While every internal audit function faces unique perceptions and expectations of value, each one has a customized strategy for communicating value to stakeholders. Nonetheless, each strategy should consider three elements.
Target Audience Once internal audit has completed its cost-benefit analysis and has collectively agreed to share it with stakeholders, the target audience should be considered. The audience should include stakeholders that internal audit reports to directly, such as the CEO, chief financial officer, and audit committee. However, a broader audience, including various business unit leads, may be necessary, especially if those individuals are skeptical about internal audit’s value. That may include departments where internal audit would like to establish or expand its value-added services. Sharing these analyses with internal stakeholders and clients first can further validate results and assumptions, and lead to further revisions before sharing it with executive leadership, the audit committee, and the board.
Degree of Detail The degree of detail in a cost-benefit analysis will vary based on the stakeholder. For instance, executive leadership and the audit committee may be interested in just the total costs and monetary benefits along with a summary of key items and trends. Conversely, business unit leads may be more interested in the item-level detail of the projects impacting their areas along with past and planned benefits.
Basis for Assumptions Like other data models, a cost-benefit analysis of internal audit is both art and science. Some inputs are clear and easily measurable — such as payroll and travel expenses on the cost side or realized savings confirmed by the business on the benefits side — while others are more subjective and require assumptions.

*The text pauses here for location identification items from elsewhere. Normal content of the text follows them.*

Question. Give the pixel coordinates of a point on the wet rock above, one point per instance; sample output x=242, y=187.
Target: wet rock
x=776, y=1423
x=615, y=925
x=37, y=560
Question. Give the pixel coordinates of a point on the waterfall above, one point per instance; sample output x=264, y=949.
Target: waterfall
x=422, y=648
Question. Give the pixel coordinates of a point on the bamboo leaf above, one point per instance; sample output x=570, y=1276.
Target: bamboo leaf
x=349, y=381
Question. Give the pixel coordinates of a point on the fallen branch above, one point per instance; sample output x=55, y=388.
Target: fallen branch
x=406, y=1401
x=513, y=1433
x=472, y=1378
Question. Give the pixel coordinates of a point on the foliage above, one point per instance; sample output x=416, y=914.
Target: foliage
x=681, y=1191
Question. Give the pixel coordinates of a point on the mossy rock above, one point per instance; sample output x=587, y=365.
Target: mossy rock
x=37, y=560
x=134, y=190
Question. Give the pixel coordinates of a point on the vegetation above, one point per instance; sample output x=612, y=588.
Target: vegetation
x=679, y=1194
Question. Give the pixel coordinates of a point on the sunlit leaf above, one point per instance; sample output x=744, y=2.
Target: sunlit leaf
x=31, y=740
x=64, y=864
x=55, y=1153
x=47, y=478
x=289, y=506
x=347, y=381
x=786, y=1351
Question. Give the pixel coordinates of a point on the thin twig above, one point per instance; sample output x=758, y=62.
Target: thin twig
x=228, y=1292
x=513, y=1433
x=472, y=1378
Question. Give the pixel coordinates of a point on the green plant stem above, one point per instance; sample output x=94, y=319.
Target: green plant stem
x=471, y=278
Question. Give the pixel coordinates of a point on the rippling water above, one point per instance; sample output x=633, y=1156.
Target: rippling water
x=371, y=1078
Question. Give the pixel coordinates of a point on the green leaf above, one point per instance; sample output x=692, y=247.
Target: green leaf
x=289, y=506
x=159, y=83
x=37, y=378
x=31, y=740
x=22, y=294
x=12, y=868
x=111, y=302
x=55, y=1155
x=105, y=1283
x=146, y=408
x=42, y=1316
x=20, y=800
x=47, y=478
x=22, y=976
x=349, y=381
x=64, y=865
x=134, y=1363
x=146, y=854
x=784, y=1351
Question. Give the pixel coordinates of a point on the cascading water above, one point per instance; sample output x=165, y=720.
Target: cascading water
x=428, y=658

Limiting the analysis to easily measurable elements may represent only a subset of internal audit’s actual value. Instead, the analysis should consider other nonmonetary, quantitative benefits, such as engagements completed, recommendations implemented, and time savings, or qualitative benefits, such as prevention of noncompliance with specific laws. In situations where it is possible to reasonably estimate the monetary impact of a benefit using consistent, logical, and documented assumptions, such items should be reflected in the analysis. For instance, if during an operational audit, internal audit identifies and provides training on automated reporting that saves the accounts receivable manager five hours a week, then those weekly time savings should be considered as reportable nonmonetary benefits. However, if the time savings achieved were applicable to part-time, hourly associates whose total workload was reduced as the result of the efficiencies realized, then the potential payroll savings could be classified as a monetary benefit.
A MEANINGFUL RETURN
Internal auditors are well aware of their function’s capabilities and potential to further drive organizational value, but many stakeholders remain skeptical due to a general lack of understanding about the function’s overall impact, particularly on the organization’s bottom line. While each audit function faces different stakeholder perceptions and challenges, each is an organizational investment expected to yield a meaningful return. Internal auditors can measure their controllable costs and benefits, set goals, and revisit their project mix to provide more value and, ultimately, report on these items to stakeholders to ensure common awareness of internal audit’s value and potential. Like any other investment, an internal audit function with a clear, meaningful, and sustainable ROI will garner widespread appreciation and merit continued investment.